Karen gapes as her fifteen year old daughter follows a man child into the back of the store. He closes the door but she can make out their silhouettes through the last shelving unit on the wall. It's an open wall closed off by a sturdy rack of shoes.
She googles and dials corporate as the Shift Manager has her girl in a liplock. He's stroking her thigh because thighs must be balanced with shoes. It's all 'professional attention' he will say later.
Karen is on hold with the Regional offices of the shoe store. She pounds on the back door and screams, "Angie-La" over and over. The other siblings are so embarrassed that they walked over to Target to see if Starbucks is serving vanilla bean lattes. Or water.
Bang Bang. Angie- la!
Corporate has already asked her ten questions on the IVR. That's the Internal Voice Relay. Press -6- if the scanner is working. The first five questions were about the type of auto survey Karen could get after the call.
Press -7- if the store does not have your size.
Press -8- if the cashier has failed to give you a receipt and you think she is stealing.
Press -9- if the manager has your under-aged child in an uncomfortable position.
A new phone tree starts.
Press -3- if your manager is on his knees looking up a dress.
"Oh my God. " Karen has her one good ear suctioned to the phone.
Press -4- if your manager has taken your child off our property during normal business hours.
Then, the IVR actually says, "No?" Press -5- if your manager is being inappropriate with CPR activities."
Karen is screaming for anyone to help her. Anyone? There is no option for back room behavior. There's got to be a safety option about back room behavior. Everyone knows that the front is public and the back is private. She cannot simply walk up next to the tweeny cashier and look over her shoulder. The law would suggest that proxemics are real.

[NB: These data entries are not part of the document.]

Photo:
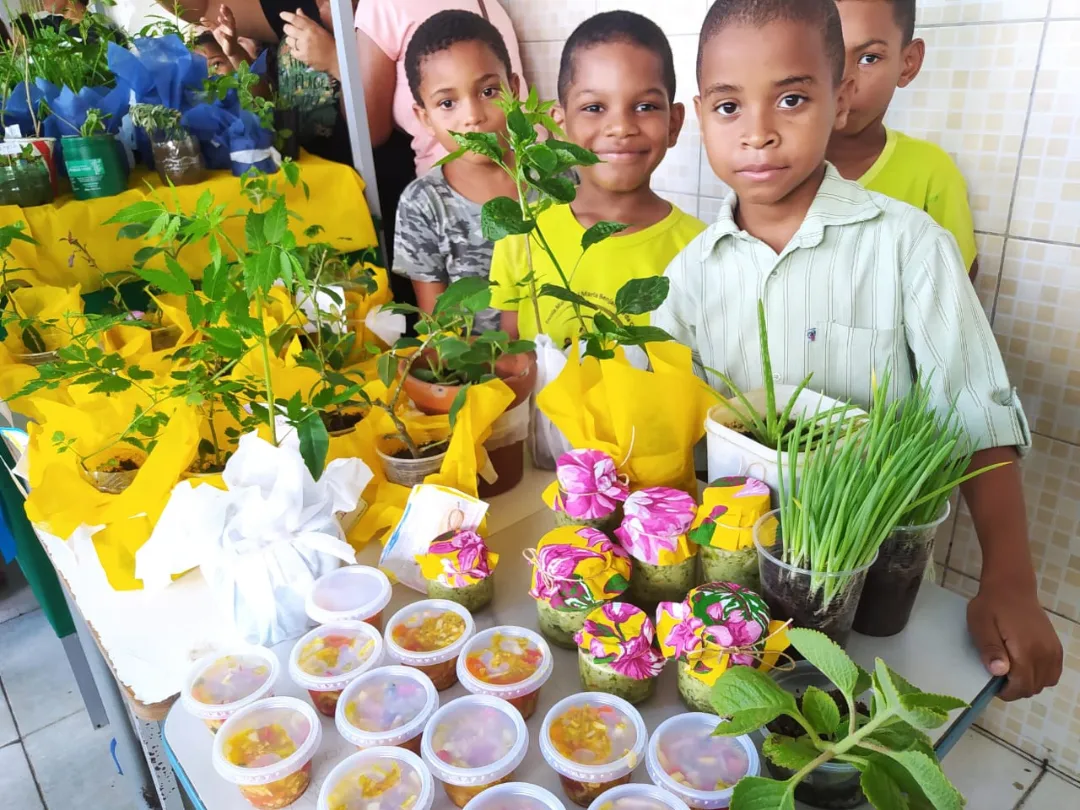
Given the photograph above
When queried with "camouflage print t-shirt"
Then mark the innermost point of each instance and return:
(439, 238)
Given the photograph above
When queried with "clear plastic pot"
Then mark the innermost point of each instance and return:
(354, 593)
(219, 686)
(893, 581)
(387, 706)
(686, 759)
(266, 750)
(473, 743)
(515, 796)
(822, 601)
(331, 657)
(593, 741)
(378, 779)
(430, 635)
(512, 663)
(637, 797)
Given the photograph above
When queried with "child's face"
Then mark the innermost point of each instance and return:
(618, 107)
(768, 106)
(878, 62)
(460, 86)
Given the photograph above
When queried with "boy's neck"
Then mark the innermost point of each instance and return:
(639, 208)
(854, 154)
(775, 224)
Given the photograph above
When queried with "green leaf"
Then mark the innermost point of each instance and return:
(751, 699)
(642, 296)
(790, 752)
(828, 657)
(598, 232)
(756, 793)
(821, 711)
(501, 217)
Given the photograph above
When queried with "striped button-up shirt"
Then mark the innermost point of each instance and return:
(867, 283)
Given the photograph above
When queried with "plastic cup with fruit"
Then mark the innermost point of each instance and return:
(473, 743)
(387, 706)
(331, 657)
(266, 750)
(512, 663)
(430, 635)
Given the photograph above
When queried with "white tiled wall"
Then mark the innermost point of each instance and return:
(1000, 92)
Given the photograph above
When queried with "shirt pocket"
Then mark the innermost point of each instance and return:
(845, 359)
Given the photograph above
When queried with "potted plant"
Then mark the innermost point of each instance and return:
(829, 748)
(176, 153)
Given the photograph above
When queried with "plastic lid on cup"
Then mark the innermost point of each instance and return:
(289, 736)
(423, 634)
(332, 656)
(353, 593)
(686, 759)
(515, 796)
(386, 706)
(623, 742)
(505, 662)
(637, 797)
(474, 741)
(219, 685)
(395, 777)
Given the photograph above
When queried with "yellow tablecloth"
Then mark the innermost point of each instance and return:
(336, 203)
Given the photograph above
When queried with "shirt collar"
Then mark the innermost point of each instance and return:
(837, 202)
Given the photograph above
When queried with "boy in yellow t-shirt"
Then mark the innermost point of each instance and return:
(882, 55)
(616, 90)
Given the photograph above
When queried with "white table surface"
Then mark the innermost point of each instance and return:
(934, 652)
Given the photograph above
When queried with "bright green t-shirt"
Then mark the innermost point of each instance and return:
(597, 275)
(921, 174)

Can you walk behind a bar? No. Interpretation would be theft or other violent matters.
"Can anyone PLEAASE help me?"
A mother of two children in a double stroller reminds Karen to call the manager. Karen is non-speechified in response.

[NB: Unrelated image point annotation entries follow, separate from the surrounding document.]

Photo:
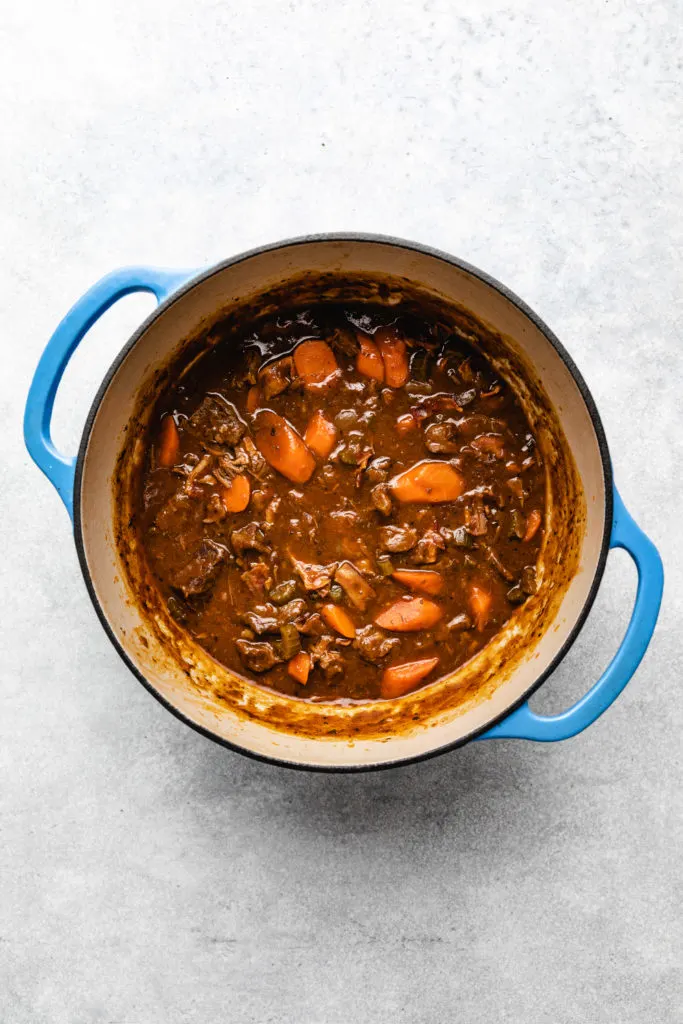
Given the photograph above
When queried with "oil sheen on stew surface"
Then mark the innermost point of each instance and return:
(346, 504)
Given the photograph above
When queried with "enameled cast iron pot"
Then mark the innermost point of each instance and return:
(86, 486)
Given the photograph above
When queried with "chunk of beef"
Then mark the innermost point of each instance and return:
(311, 626)
(179, 515)
(250, 538)
(257, 464)
(381, 499)
(246, 373)
(442, 437)
(195, 477)
(397, 538)
(373, 644)
(476, 522)
(489, 446)
(259, 656)
(497, 563)
(313, 577)
(257, 579)
(293, 609)
(323, 654)
(215, 511)
(358, 592)
(344, 340)
(428, 547)
(216, 421)
(260, 624)
(459, 624)
(275, 377)
(200, 573)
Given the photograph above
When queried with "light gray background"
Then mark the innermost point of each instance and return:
(150, 877)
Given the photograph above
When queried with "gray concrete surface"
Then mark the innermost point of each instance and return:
(148, 877)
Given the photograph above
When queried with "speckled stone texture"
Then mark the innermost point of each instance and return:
(148, 877)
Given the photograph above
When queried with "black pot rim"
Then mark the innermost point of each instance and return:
(475, 272)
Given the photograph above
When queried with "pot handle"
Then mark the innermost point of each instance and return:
(59, 469)
(525, 724)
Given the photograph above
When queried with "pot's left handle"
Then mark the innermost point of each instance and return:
(59, 469)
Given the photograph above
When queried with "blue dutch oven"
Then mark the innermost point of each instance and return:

Others might ask, how many shoes does a child use if they sit in a stroller? In truth, most children only put on sixteen percent of the manufacturer's warranted use. Children simply grow out of their shoes faster than the shoes were intended.

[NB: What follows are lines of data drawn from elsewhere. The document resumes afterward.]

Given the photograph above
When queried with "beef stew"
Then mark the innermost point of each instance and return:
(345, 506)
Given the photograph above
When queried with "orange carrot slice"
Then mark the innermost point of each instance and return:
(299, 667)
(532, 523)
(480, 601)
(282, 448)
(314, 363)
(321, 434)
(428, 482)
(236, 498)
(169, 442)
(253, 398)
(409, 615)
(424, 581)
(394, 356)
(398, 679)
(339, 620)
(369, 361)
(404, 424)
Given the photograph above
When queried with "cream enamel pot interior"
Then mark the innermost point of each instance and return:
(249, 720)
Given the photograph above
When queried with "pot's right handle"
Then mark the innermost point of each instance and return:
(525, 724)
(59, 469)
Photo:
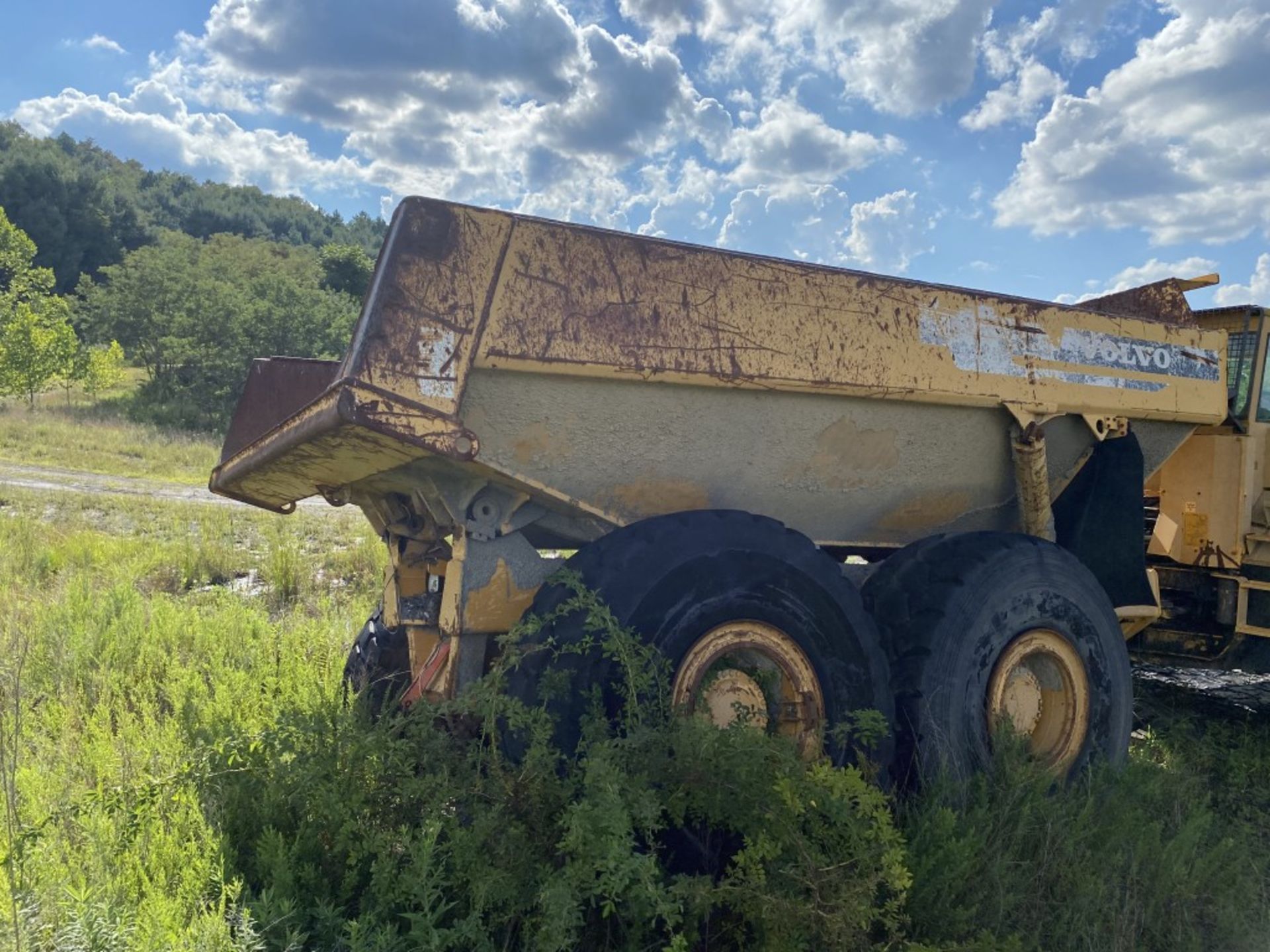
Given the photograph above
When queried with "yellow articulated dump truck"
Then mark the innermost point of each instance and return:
(816, 491)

Had this been car tires? Had the feet of the children been like the wheels on a dirty automobile that went through sleet and rain, then they might have fought about Expected Life of the footwear instead of Actual utility. A shoe is only as good as its owner. ("There is no one good. No, not one.")
Karen kept hitting the -0- button for an operator. She ran outside with the phone on speaker. She flagged down a plaza security officer. He looked very serious with a taser and a notepad. He had the same clothing as she had seen used by a foreign military.
"Please, Help. "
The guard talked into his shoulder talkie, "43 easter. I've made contact with customer." Vrackadacka dack, "You copy?"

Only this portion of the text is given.